Efficient and Effective Table-Centric Table Union Search in Data Lakes

In data lakes, information on the same subject is often fragmented across multiple tables. Table union search aims to find the top-k tables that can be unioned with a query table to extend it with more rows, without relying on metadata or ground-truth labels. Existing methods are mainly column-centric: they focus on modeling column unionability scores using column embeddings, which are then used throughout the search process for column matching, filtering, and aggregation. However, this overlooks holistic table-level semantics, which may result in suboptimal rankings and inefficiencies. We introduce TACTUS, a novel table-centric method for table union search. Unlike prior work that searches from columns to tables, we search in a table-first way and examine columns only in the final step. During offline processing, we directly generate table embeddings for holistic, table-level unionability scoring by designing table-level representation techniques, including positive table pair construction to simulate unionable tables, two-pronged negative table sampling to avoid latent positives and mine hard negatives to enhance representation quality, and attentive table encoding for effective embeddings. During online search, we first develop a table-centric adaptive candidate retrieval method that efficiently selects a compact, high-quality candidate pool by leveraging the distribution of table-level unionability scores induced by table embeddings. We then inspect columns only within this compact candidate set and design a dual-evidence reranking technique that integrates table-level and column-level scores to refine the final top-k results. Extensive experiments on real-world datasets show that TACTUS significantly improves result quality while being much faster than existing methods in both offline and online processing, often by an order of magnitude.

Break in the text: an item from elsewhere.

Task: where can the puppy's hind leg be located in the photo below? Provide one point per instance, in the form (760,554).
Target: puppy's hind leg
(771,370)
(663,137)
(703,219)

翻译：在数据湖中，同一主题的信息通常分散在多个表中。表联合搜索旨在找到可以与查询表进行联合操作以扩展其行数的前k个表，且不依赖于元数据或真实标签。现有方法主要是以列为中心的：它们侧重于使用列嵌入来建模列可联合性分数，这些分数随后在整个搜索过程中用于列匹配、过滤和聚合。然而，这种方法忽略了整体的表级语义，可能导致次优的排序结果和效率低下。我们提出了TACTUS，一种新颖的以表为中心的表联合搜索方法。与先前从列到表的搜索方式不同，我们采用表优先的方式进行搜索，仅在最后一步检查列。在离线处理阶段，我们通过设计表级表示技术直接生成表嵌入，用于整体的表级可联合性评分，这些技术包括：构建正表对以模拟可联合表，采用双管齐下的负表采样以避免潜在正例并挖掘难负例以提升表示质量，以及使用注意力表编码以获得有效的嵌入。在线搜索阶段，我们首先开发了一种以表为中心的自适应候选检索方法，该方法通过利用表嵌入所诱导的表级可联合性分数分布，高效地选择一个紧凑且高质量的候选池。随后，我们仅在此紧凑候选集中检查列，并设计了一种双重证据重排序技术，该技术融合了表级和列级分数以优化最终的前k个结果。在真实数据集上的大量实验表明，TACTUS在显著提升结果质量的同时，其离线和在线处理速度均远快于现有方法，通常快一个数量级。